Ein Schulbeginn mit Maske und Coronatest: Die Jungen leisten die Hauptarbeit der Pandemiebekämpfung. Ist das fair?

von Anna Gasteiger © Bild: News/Ricardo Herrgott

Lassen Sie mich kurz persönlich werden. Meine Tochter hatte diese Woche ihren ersten Schultag. Sie freut sich seit Monaten darauf. In der Nacht vor dem großen Tag schlief sie schlecht und gestand, als sie irgendwann kurz aufwachte, was sie sonst nie zugegeben hätte: "Ich bin so aufgeregt." Nicht nur sie. Alle Eltern kennen das mulmige Gefühl, mit dem wir am nächsten Tag gen Schule marschierten. Die Kleinen werden groß. Sie brauchen uns immer weniger. Sie müssen jetzt allein zurechtkommen in einer Welt, die wir ihnen nicht mehr schlüssig erklären können. Erster Schultag 2021: stumm vor Aufregung, die Einhorn-Stoffmaske brav über Mund und Nase gezogen, Schultüte im Arm, dem ersten Coronatest der Schullaufbahn entgegenstapfen. Es bricht einem ein bisschen das Herz. Verfügen Kinder über die magische Fähigkeit, das Beste aus widrigen Umständen zu machen, oder ist diese Fähigkeit nur ein Mythos, der den Erwachsenen das autoritäre Entscheiden leichter macht? Ist ein erster Schultag mit Maske und Coronatest genauso gut wie einer ohne? Und wenn die Antwort "Ja" lautet, wo verläuft dann die Grenze des Zumutbaren? Ist es in Ordnung, ab und zu Maske zu tragen, aber vielleicht nicht, das während des gesamten Unterrichts zu tun oder monatelang auf den Turnunterricht verzichten zu müssen? Hat irgendwer mal die Kinder gefragt, was sie finden?

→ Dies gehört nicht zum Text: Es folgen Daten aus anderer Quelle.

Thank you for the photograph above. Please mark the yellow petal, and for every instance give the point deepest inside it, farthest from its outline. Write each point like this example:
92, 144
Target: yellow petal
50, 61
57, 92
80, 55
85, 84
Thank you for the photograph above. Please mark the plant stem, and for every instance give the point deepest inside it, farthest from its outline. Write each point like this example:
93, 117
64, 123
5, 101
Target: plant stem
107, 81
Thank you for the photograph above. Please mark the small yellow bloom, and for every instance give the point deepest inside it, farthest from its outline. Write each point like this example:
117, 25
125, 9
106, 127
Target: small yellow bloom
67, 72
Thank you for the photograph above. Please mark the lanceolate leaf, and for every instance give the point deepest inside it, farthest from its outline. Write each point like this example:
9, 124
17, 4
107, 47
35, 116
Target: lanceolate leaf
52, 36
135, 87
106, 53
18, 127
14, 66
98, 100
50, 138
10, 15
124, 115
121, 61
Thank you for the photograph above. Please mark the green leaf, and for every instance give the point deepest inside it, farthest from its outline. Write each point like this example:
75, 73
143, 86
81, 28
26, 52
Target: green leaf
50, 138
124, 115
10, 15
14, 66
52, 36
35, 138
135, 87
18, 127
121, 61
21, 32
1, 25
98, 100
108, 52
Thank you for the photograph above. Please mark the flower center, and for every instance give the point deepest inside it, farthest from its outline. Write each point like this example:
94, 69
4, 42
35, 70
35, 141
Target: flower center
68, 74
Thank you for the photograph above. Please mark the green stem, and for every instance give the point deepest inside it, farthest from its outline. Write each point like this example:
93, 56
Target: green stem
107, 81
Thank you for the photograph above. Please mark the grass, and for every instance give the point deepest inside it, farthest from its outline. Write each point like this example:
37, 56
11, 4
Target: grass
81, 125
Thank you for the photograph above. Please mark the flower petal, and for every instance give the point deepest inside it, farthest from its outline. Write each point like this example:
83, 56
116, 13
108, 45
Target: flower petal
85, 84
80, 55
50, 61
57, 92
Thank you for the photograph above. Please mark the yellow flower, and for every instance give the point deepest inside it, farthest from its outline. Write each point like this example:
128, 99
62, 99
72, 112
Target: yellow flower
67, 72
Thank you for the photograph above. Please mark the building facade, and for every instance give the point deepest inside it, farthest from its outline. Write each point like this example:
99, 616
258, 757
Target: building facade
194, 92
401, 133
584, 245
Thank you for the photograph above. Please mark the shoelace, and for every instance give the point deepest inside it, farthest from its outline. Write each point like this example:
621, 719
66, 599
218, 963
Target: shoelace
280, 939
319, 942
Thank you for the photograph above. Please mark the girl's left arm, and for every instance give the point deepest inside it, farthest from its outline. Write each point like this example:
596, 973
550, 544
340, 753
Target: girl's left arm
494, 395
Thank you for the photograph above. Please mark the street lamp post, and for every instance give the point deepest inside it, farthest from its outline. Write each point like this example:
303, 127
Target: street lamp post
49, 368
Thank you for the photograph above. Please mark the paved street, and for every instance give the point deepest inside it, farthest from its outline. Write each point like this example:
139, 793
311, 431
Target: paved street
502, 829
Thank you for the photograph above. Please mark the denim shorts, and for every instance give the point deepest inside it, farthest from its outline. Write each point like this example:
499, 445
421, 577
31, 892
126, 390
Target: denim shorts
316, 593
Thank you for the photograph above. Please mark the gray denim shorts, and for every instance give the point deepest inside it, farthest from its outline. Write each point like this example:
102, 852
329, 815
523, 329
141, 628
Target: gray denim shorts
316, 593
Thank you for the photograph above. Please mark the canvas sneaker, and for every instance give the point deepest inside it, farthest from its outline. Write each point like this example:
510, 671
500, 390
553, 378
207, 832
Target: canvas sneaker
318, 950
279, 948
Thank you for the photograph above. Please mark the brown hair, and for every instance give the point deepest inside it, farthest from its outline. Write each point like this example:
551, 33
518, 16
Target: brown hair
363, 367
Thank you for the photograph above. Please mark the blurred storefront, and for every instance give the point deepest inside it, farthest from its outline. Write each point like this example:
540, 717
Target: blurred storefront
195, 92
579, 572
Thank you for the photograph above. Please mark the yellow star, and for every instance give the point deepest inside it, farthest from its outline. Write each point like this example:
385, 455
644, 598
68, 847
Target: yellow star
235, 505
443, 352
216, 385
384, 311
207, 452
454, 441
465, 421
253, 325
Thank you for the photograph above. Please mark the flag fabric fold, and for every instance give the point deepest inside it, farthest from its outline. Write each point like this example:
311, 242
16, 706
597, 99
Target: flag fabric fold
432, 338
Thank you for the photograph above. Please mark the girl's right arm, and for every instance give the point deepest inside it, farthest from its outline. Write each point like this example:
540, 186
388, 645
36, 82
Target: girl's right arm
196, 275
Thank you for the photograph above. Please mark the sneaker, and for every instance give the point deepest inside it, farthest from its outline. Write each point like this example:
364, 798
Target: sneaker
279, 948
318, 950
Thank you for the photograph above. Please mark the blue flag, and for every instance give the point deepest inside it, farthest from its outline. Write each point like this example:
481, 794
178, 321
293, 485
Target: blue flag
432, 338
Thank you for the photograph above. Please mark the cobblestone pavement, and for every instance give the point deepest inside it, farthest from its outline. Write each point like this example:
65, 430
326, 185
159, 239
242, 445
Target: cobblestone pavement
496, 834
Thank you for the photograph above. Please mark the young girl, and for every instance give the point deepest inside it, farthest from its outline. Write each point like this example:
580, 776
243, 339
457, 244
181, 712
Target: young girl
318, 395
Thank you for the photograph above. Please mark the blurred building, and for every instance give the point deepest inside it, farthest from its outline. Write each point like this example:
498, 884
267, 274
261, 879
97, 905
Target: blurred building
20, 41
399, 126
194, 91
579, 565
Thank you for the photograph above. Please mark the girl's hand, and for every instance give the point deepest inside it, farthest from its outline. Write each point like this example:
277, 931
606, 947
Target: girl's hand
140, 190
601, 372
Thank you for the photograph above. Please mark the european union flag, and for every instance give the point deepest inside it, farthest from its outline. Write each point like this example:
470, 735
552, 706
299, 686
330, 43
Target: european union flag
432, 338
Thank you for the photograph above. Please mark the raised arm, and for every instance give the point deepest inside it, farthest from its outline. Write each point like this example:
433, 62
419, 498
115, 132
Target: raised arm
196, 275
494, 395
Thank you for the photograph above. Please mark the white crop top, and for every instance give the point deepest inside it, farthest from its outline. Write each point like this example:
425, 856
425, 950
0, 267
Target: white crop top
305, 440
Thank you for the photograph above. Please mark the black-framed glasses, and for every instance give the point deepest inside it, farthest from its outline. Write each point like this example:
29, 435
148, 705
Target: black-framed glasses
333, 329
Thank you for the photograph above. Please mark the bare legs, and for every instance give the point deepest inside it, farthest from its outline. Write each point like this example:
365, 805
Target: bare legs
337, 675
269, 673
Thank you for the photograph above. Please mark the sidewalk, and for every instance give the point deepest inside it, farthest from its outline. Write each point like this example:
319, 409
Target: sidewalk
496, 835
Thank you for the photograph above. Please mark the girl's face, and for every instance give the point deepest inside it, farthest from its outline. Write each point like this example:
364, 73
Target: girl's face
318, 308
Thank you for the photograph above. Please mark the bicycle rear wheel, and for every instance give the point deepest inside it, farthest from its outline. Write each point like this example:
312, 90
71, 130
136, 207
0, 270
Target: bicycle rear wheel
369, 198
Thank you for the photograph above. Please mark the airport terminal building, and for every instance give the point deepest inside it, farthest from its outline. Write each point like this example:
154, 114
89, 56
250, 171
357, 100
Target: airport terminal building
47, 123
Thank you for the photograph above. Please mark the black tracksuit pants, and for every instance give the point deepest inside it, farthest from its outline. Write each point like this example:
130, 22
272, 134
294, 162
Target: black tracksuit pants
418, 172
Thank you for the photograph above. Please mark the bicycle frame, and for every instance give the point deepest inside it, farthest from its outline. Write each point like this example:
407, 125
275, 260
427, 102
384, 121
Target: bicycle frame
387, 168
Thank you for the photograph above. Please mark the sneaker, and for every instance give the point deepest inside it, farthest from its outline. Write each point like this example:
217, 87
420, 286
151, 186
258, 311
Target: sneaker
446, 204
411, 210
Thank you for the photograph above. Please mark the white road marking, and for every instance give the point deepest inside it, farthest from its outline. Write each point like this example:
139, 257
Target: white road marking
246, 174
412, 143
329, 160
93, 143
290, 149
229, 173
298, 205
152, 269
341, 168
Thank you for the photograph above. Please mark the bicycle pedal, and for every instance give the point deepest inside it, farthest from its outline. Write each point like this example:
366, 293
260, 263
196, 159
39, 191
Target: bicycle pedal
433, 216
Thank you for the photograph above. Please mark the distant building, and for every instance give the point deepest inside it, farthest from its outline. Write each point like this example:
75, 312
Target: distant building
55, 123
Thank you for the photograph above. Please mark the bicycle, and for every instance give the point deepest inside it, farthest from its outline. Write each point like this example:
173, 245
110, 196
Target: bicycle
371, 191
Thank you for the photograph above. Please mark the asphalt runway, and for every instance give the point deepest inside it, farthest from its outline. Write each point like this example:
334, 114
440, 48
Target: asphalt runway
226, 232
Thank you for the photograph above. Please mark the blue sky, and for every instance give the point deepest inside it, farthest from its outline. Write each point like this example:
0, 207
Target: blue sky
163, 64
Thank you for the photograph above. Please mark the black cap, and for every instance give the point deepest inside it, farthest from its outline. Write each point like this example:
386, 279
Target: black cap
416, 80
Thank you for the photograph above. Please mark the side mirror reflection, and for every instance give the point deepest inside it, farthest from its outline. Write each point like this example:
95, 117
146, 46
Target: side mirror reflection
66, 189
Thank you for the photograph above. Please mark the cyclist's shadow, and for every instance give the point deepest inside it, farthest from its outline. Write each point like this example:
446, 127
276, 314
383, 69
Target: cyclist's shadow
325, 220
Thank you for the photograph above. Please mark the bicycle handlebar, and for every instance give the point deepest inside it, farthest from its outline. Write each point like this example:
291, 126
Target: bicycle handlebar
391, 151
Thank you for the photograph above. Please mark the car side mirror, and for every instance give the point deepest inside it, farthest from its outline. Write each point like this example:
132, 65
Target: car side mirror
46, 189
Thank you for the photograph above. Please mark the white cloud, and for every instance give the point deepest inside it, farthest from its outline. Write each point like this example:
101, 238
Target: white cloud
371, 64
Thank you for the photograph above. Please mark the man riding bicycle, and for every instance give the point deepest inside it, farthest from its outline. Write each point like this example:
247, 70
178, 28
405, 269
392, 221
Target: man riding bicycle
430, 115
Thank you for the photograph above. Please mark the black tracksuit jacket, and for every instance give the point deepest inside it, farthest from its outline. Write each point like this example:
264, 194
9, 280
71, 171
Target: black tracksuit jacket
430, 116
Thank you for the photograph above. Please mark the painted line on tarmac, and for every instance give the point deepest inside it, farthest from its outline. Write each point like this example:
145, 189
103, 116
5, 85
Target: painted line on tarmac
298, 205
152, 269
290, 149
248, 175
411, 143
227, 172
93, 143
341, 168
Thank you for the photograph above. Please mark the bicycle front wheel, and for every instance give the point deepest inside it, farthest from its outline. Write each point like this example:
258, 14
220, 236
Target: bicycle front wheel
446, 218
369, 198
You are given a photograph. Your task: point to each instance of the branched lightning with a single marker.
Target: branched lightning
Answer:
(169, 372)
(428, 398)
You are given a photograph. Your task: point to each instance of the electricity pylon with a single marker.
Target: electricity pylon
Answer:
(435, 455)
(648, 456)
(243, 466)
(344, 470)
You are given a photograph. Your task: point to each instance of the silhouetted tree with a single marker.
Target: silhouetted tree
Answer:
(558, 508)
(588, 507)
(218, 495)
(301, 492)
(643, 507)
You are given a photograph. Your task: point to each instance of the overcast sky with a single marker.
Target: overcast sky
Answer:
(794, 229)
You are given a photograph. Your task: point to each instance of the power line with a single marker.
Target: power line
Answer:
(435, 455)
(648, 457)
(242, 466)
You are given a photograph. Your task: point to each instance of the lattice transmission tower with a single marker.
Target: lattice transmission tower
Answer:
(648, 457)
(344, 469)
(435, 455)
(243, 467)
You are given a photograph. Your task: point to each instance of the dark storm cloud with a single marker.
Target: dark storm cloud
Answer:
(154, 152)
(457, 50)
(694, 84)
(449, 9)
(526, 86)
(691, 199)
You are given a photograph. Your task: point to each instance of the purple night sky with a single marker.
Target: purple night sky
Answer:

Nein, denn: In diesem Land interessiert sich niemand dafür, was Kinder und Jugendliche denken und fühlen, vermutlich ein Erbe der autoritären Strukturen, die uns immer noch tief in den Knochen sitzen. Kinder haben keine eigene Meinung zu haben, sondern zu gehorchen. Man redet nicht mit ihnen, sondern über sie, bis sie 18-jährig zumindest offiziell Volljährigkeit erreichen. Es ist ein tief sitzender Mangel an Respekt vor dem anderen und vermeintlich Schwächeren, der sich darin äußert -derselbe Mangel wahrscheinlich, der es auch erlaubt, die Aufnahme von Flüchtlingen kategorisch abzulehnen.

Stichwort Klimakrise. Viele Jugendliche und junge Erwachsene versuchen alles, um auf ihr Anliegen aufmerksam zu machen. Sie tun es weitgehend höflich und im Rahmen der Gesetze, aber das ändert nichts an der Dringlichkeit ihrer Mission. Jeder, der will, kann das spüren. Und sie haben inhaltlich recht, das bestätigen alle seriösen Wissenschaftler auf diesem Planeten. Reaktion etablierter Politiker? Ignoranz. Gehört wird nur, wer viel Geld an eine Partei spenden kann, eine Lobby repräsentiert oder zumindest eine Wählerstimme zu vergeben hat. In dieser Reihenfolge.

Die Kinder der Pandemie dagegen: ungehört. Trotten seit ein paar Tagen wieder bewundernswert diszipliniert mit Masken in die Schule, führen dort -in Wien -dreimal die Woche insgesamt fünf Tests durch (an zwei Tagen jeweils zwei!) und leisten damit die Hauptarbeit der Pandemiebekämpfung. Während man die Ungeimpften, deren Sorgen und Ängsten große Aufmerksamkeit geschenkt wird, ihr Leben fröhlich weiterleben lässt und kaum Druck ausübt, um die Impfquote zu erhöhen (was wiederum den jungen Menschen zugutekäme). Auch wenn Politiker jetzt behaupten, die Schulen um jeden Preis offen halten zu wollen -zu welchen Konditionen? Es ist und bleibt eine große Ungerechtigkeit.